I worked at a company like that. It was filled with industry leaders, but it had developed a culture of saying 'no', we tried that and it didn't work etc. Everything just stayed the same and progress halted. When the old brigade retired or moved elsewhere, fresh blood came in. Without the blinkered view of what had been tried before they tackled the same problems differently and succeeded. The company took off and it became a bloody great place to work again.
 

boyo

Mark Ella (57)
I worked at a company like that. It was filled with industry leaders, but it had developed a culture of saying 'no', we tried that and it didn't work etc. Everything just stayed the same and progress halted. When the old brigade retired or moved elsewhere, fresh blood came in. Without the blinkered view of what had been tried before they tackled the same problems differently and succeeded. The company took off and it became a bloody great place to work again.


Was it headed by a bloke called Tony?
 

Forcefield

Ken Catchpole (46)
Sydney is always going to produce the majority of elite level rugby players simply because it is a city of 3 or 4 million people, which also happens to be to place where most rugby is played. It's the same reason as Melbourne produces more Aussie rules players than Perth or Sydney. There's no anti-anyone bias in that it's just maths.


See I don't know if I agree with that. Having a quick look over the Brumbies squad, I'd have thought less than 50% could be considered products of Sydney club rugby. To be fair, the Force are pretty close to being less than 50% Sydney products. Maybe my argument is a pointless one.

I honestly believe the Force are capable of sustaining over 50% locally developed players. That will happen a lot quicker if we get the handful of guys who are almost ready into regular high quality competition in which they are receiving feedback and coaching from Force coaches. The same is true of the Rebels. The Brumbies would also benefit. Jake White's intuition has paid off in spades for some guys like Jesse Mogg. How many more Moggs are there out there that aren't getting the chance.
 

Inside Shoulder

Nathan Sharpe (72)
See I don't know if I agree with that. Having a quick look over the Brumbies squad, I'd have thought less than 50% could be considered products of Sydney club rugby. To be fair, the Force are pretty close to being less than 50% Sydney products. Maybe my argument is a pointless one.

I honestly believe the Force are capable of sustaining over 50% locally developed players.
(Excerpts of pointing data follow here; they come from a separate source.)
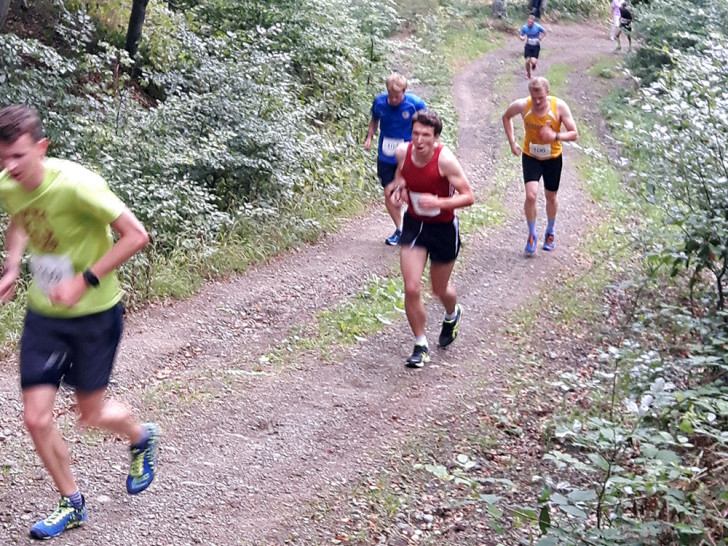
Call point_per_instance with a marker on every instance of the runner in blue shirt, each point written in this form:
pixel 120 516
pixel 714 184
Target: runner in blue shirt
pixel 392 110
pixel 532 33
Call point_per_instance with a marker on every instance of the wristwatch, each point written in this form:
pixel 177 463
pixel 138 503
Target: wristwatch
pixel 91 279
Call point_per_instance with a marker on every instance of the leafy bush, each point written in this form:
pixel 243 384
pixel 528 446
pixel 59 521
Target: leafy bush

That will happen a lot quicker if we get the handful of guys who are almost ready into regular high quality competition in which they are receiving feedback and coaching from Force coaches. The same is true of the Rebels. The Brumbies would also benefit. Jake White's intuition has paid off in spades for some guys like Jesse Mogg. How many more Moggs are there out there that aren't getting the chance.
Do you maintain those percentages if Brisbane born and bred players are included?
 

Forcefield

Ken Catchpole (46)
No. I definitely don't. I think we'd be 30% non NSW or QLD. But that wasn't the point.

The Force squad currently has 13% local players (more if EPS is included). That's double what it was last season and I think it will only rise from this point onwards. I'd like the percentage of local players to be higher than that of NSW or QLD players in 5 years. If we keep recruiting from South Africa, that might not be such a long bow to draw.